BISHKEK, Kyrgyzstan — A Gazprom-controlled company will soon start supplying 20 percent of the aviation fuel for the strategically vital U.S. air base in Kyrgyzstan, and it could eventually increase that share, officials said Tuesday. 

The arrangement could ease concerns about corruption involving fuel supplies to the Manas Transit Center, which provides logistical support for NATO in Afghanistan. The potential for significant revenue also could reduce Moscow’s incentive to seek closure of the U.S. base. 

Kyrgyz authorities suspect the current supplier, Gibraltar-registered Mina Corp., of links to the family of former President Kurmanbek Bakiyev, overthrown in 2010 — allegations it has denied.
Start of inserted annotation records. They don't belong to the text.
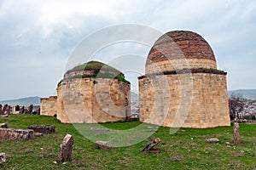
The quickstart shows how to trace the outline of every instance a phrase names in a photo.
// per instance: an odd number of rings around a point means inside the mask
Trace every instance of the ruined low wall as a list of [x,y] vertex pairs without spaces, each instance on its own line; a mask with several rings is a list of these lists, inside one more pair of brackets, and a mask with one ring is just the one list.
[[139,93],[141,122],[197,128],[230,126],[225,75],[143,77],[139,79]]
[[40,115],[55,116],[57,114],[57,96],[41,99]]
[[32,139],[33,130],[0,128],[0,140],[27,140]]

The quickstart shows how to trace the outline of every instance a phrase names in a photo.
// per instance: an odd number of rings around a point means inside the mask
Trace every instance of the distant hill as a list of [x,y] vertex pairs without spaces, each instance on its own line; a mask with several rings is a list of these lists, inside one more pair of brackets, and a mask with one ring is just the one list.
[[40,105],[40,98],[38,96],[22,98],[18,99],[9,99],[0,101],[3,105],[7,104],[11,106],[19,105],[20,106],[28,106],[30,105]]
[[229,90],[228,94],[229,98],[230,98],[232,94],[239,94],[241,95],[242,98],[256,100],[256,89]]

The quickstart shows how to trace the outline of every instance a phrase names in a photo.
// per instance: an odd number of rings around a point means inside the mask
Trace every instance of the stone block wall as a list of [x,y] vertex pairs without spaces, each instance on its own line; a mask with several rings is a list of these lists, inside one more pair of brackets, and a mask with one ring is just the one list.
[[117,122],[131,116],[130,84],[117,79],[67,79],[57,93],[57,118],[61,122]]
[[1,140],[27,140],[32,139],[33,136],[33,130],[24,129],[12,129],[12,128],[0,128],[0,141]]
[[192,73],[192,76],[175,74],[142,77],[139,93],[141,122],[200,128],[230,125],[225,75]]
[[57,96],[41,99],[40,115],[51,116],[57,114]]

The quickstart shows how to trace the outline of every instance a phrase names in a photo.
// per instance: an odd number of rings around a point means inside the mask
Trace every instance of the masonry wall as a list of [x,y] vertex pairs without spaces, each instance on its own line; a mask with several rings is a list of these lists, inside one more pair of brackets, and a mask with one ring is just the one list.
[[177,71],[182,69],[217,69],[216,61],[207,59],[179,59],[163,60],[160,62],[150,62],[148,60],[146,65],[146,75],[168,71]]
[[57,118],[61,122],[117,122],[131,116],[130,84],[117,79],[67,79],[57,93]]
[[40,115],[51,116],[57,114],[57,96],[41,99]]
[[225,75],[143,77],[139,93],[141,122],[198,128],[230,125]]

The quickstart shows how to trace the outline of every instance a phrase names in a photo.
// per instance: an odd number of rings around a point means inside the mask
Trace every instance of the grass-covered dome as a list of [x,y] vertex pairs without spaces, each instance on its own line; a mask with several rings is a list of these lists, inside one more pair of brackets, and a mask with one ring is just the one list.
[[120,71],[99,61],[89,61],[83,65],[77,65],[67,71],[64,75],[64,79],[86,77],[115,78],[130,83],[125,80],[125,75]]

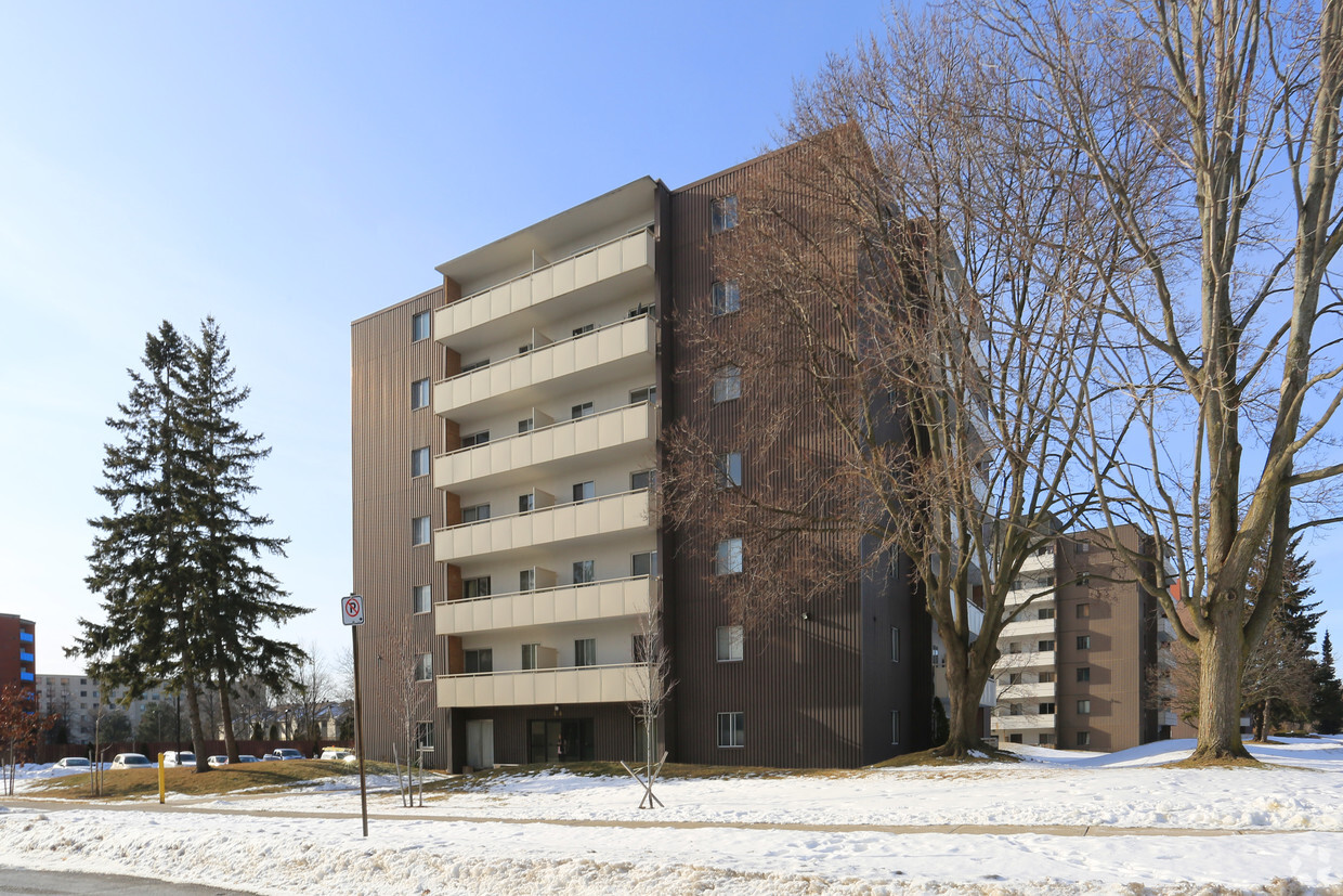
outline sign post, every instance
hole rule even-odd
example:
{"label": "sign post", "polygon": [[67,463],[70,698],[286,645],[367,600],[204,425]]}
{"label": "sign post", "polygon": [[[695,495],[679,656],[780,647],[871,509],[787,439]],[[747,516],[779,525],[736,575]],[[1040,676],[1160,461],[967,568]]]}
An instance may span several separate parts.
{"label": "sign post", "polygon": [[340,599],[341,621],[349,626],[355,661],[355,755],[359,756],[359,811],[368,837],[368,785],[364,778],[364,704],[359,699],[359,626],[364,625],[364,598],[351,594]]}

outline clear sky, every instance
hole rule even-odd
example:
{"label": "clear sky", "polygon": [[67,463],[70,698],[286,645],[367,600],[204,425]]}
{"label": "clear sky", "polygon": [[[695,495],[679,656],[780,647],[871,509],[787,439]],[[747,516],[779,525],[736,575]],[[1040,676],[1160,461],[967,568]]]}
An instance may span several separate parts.
{"label": "clear sky", "polygon": [[[105,418],[144,334],[214,314],[274,453],[271,570],[334,656],[351,588],[349,321],[434,266],[642,175],[767,148],[792,81],[882,0],[0,0],[0,613],[38,672],[98,615]],[[1343,536],[1309,544],[1343,637]]]}

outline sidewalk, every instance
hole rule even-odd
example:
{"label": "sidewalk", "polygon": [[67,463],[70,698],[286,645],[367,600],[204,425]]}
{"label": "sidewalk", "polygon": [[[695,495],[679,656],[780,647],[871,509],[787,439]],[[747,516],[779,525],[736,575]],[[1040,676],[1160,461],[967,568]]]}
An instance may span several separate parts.
{"label": "sidewalk", "polygon": [[[3,799],[0,809],[27,809],[35,811],[157,811],[157,813],[187,813],[201,815],[257,815],[262,818],[328,818],[359,821],[359,813],[348,811],[285,811],[277,809],[231,809],[220,806],[203,806],[201,802],[218,802],[218,797],[193,799],[191,802],[179,799],[175,803],[160,805],[158,802],[75,802],[67,799]],[[697,829],[733,829],[733,830],[796,830],[815,833],[885,833],[885,834],[1045,834],[1050,837],[1236,837],[1245,834],[1296,834],[1296,833],[1334,833],[1317,830],[1260,830],[1260,829],[1215,829],[1215,827],[1108,827],[1104,825],[807,825],[807,823],[775,823],[775,822],[720,822],[720,821],[657,821],[657,819],[590,819],[590,818],[496,818],[479,815],[442,815],[407,809],[406,811],[369,813],[372,821],[441,821],[475,825],[563,825],[568,827],[670,827],[682,830]]]}

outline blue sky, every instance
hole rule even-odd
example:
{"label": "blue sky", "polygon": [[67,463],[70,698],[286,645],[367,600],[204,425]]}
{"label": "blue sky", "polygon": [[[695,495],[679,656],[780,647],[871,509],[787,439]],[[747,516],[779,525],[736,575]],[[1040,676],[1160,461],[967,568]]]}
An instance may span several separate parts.
{"label": "blue sky", "polygon": [[[274,449],[273,571],[348,645],[349,321],[642,175],[767,148],[792,81],[880,26],[829,3],[0,0],[0,613],[70,672],[103,426],[146,330],[214,314]],[[1343,536],[1309,545],[1343,637]]]}
{"label": "blue sky", "polygon": [[70,672],[103,424],[146,330],[214,314],[274,453],[273,571],[334,656],[351,588],[349,322],[642,175],[767,146],[877,27],[821,3],[0,1],[0,613]]}

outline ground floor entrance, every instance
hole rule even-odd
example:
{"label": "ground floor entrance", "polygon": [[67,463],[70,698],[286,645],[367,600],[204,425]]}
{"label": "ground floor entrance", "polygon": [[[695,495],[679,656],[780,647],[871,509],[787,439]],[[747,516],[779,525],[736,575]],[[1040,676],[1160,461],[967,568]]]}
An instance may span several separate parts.
{"label": "ground floor entrance", "polygon": [[532,719],[526,731],[529,763],[596,759],[591,719]]}

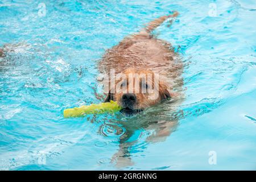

Mina’s contract as the sole supplier to the base expires in December, but it can bid to retain a piece of the business. 

The new supplier is Gazpromneft-Aero Kyrgyzstan, which is 51 percent owned by a subsidiary of Gazprom and 49 percent by Kyrgyzstan. 

The first deliveries can start in about 45 days, said Gazpromneft-Aero Kyrgyzstan head Tilek Isayev. The company also supplies fuel to civilian aircraft at the international airport where the base is located. 

“The Americans have to be certain that we can deal with that volume of supplies. And maybe then [we] will start delivering more than 50 percent of the base’s needs,” Isayev said. 

U.S. Ambassador to Kyrgyzstan Pamela Spratlen said Tuesday that the company has the option of increasing its delivery to up to 90 percent. 

U.S. reliance on Russia for its military efforts in Afghanistan could spur unease. Moscow makes no secret of its discomfort with America’s military role in Central Asia. Russia also has an air base in Kyrgyzstan. 

But the contract with Gazpromneft-Aero Kyrgyzstan could potentially lead to revenue worth hundreds of millions of dollars annually to Russia and Kyrgyzstan’s coffers. The funds could convince Russian and Kyrgyz leaders to lessen their criticism of the American presence. 

As well as creating some competition between suppliers, the upcoming arrangement appears designed to quell widespread and longstanding misgivings over suspected irregularities involving Manas contracts. 

“The money coming from fuel supplies to the [Manas] Transit Center will go into Kyrgyzstan’s state budget, and it will be hard to filch it,” Russian Ambassador to Kyrgyzstan Valentin Vlasov said.